After Saturday's 35-21 loss to Boise State, White's Twitter account started being blown up by angry Bulldog fans, which White said has forced him to make a significant change.

"I'm not taking myself off Twitter. I just feel like there's a lot of world issues that I need to address," said White, his tongue planted firmly in cheek. "My voice needs to be heard and people need to hear what Aron White has to say on a lot of special areas, like favorite TV shows, what I heard on the radio, what my professors' are talking about, what this crazy girl is wearing in front of me in class, you know, things that need to be addressed."

White admitted it appears the negativity outside the walls of the Butts-Mehre Building appears to be at an all-time high.

It's not just on Twitter. On Internet message boards like the Dawgvent, fans are screaming for change, and for players like White, that message is being heard loud and clear.

"There's a lot of negativity going around right now with the first game, opening up with a loss, something that everybody's disappointed in. I don't want to start any ruckus between any fans. I think our fans are great, I think our team loves all our fans and we're just trying to stay positive," White said. "So right now I just decided it's probably best not to talk about football on Twitter. I'll do it, have fun with it, but at the same time stay positive, so that's what I'm going to try to do."

White made it clear that he doesn't blame fans one bit for being upset.

"I think if we would have had a better year and opened up with this loss, then things would have been a little bit different," he said. "I don't think as many fans would have jumped to criticize and speak negatively, but coming off a losing season, the first losing season here in 14 years, then open up with a loss, people are going to have something to say."

That doesn't mean it's easy to hear, not only in regards to the program itself, but as that relates to the future of head coach Mark Richt.

Talk of a "hot seat" for the Bulldog coach has been bandied about quite often since Georgia's 6-7 campaign of 2010, a seat that in the eyes of many is now a tad warmer following the loss to Boise State.

During Tuesday's weekly press conference, Richt was asked if Saturday's contest against South Carolina was a pivotal game as it related to his future as the Bulldog head coach.

"I view it as a very important game," Richt said, smiling, declining to address the notion further.
Later, another reporter went more to the point, asking Richt if Saturday was a "must win" type of situation.

Richt kept his cool, but it was obvious he was not pleased with hearing the question again.
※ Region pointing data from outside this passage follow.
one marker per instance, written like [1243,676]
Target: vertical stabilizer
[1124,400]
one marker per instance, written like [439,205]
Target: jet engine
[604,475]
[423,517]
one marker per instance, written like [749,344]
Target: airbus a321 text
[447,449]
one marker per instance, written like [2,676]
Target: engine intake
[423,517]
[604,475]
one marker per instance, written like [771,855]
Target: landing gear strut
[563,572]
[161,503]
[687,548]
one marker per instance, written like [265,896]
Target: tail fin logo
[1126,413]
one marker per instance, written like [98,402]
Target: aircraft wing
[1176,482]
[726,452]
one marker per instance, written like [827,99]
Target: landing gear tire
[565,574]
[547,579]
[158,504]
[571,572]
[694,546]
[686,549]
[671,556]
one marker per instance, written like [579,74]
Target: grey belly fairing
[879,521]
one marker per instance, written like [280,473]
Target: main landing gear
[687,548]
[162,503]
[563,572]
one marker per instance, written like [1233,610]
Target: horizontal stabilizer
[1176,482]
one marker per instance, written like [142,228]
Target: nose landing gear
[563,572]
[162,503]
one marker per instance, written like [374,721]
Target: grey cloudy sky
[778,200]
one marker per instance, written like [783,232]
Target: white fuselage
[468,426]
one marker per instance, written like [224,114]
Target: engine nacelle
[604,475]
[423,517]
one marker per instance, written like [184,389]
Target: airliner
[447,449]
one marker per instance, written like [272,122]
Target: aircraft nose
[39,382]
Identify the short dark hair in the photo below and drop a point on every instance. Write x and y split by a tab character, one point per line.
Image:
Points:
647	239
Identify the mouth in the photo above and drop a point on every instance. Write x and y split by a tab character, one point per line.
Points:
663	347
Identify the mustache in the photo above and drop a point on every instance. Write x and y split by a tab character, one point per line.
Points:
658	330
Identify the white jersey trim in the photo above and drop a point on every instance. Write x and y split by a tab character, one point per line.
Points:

"I believe I just answered that - it's a very important game," Richt said. "Want to ask me again? I'll tell you the same thing."

Quarterback Aaron Murray sidestepped the same question when it was posed to him during his session with reporters.

"We're not trying to worry about that. We're just taking it one game at a time and we know it's a big game just because of ourselves. To get back on a roll, get back in the right direction, we need a win under our belt and a big one against a great SEC opponent." "It's a huge game," he said. "You don't want to start out 0-2 and you don't want to start out 0-1 in SEC play, especially against a team like South Carolina who is predicted by most to win the East."

Tight end Orson Charles said he feels a win over the Gamecocks would cure a lot of ills.

"You want to win; you win and you feel good," he said. "Right now, I'm kind of pissed off, but I really do think if we can come away with a win, everyone will have a big smile on their face."

As far as playing for Richt, Charles said he's playing for a higher authority.

"I'm playing for God. God is the No. 1 person I'm playing for. I'm playing for the seniors, my teammates and of course the coaches," Charles said. "I really hate hearing about that (Richt), but we've just got to go out there and win."

White said the team wouldn't be doing itself any favors if "playing for Coach's job" suddenly became the program's rallying cry.

"If you start worrying, 'Oh, is Coach going to lose his job, this, that and the other, what's everybody going to say after the game and is this going to start a slide," he said. "If you worry about stuff like that, you're going to lose your focus and we need to be completely focused, because we have a great team coming in to play us."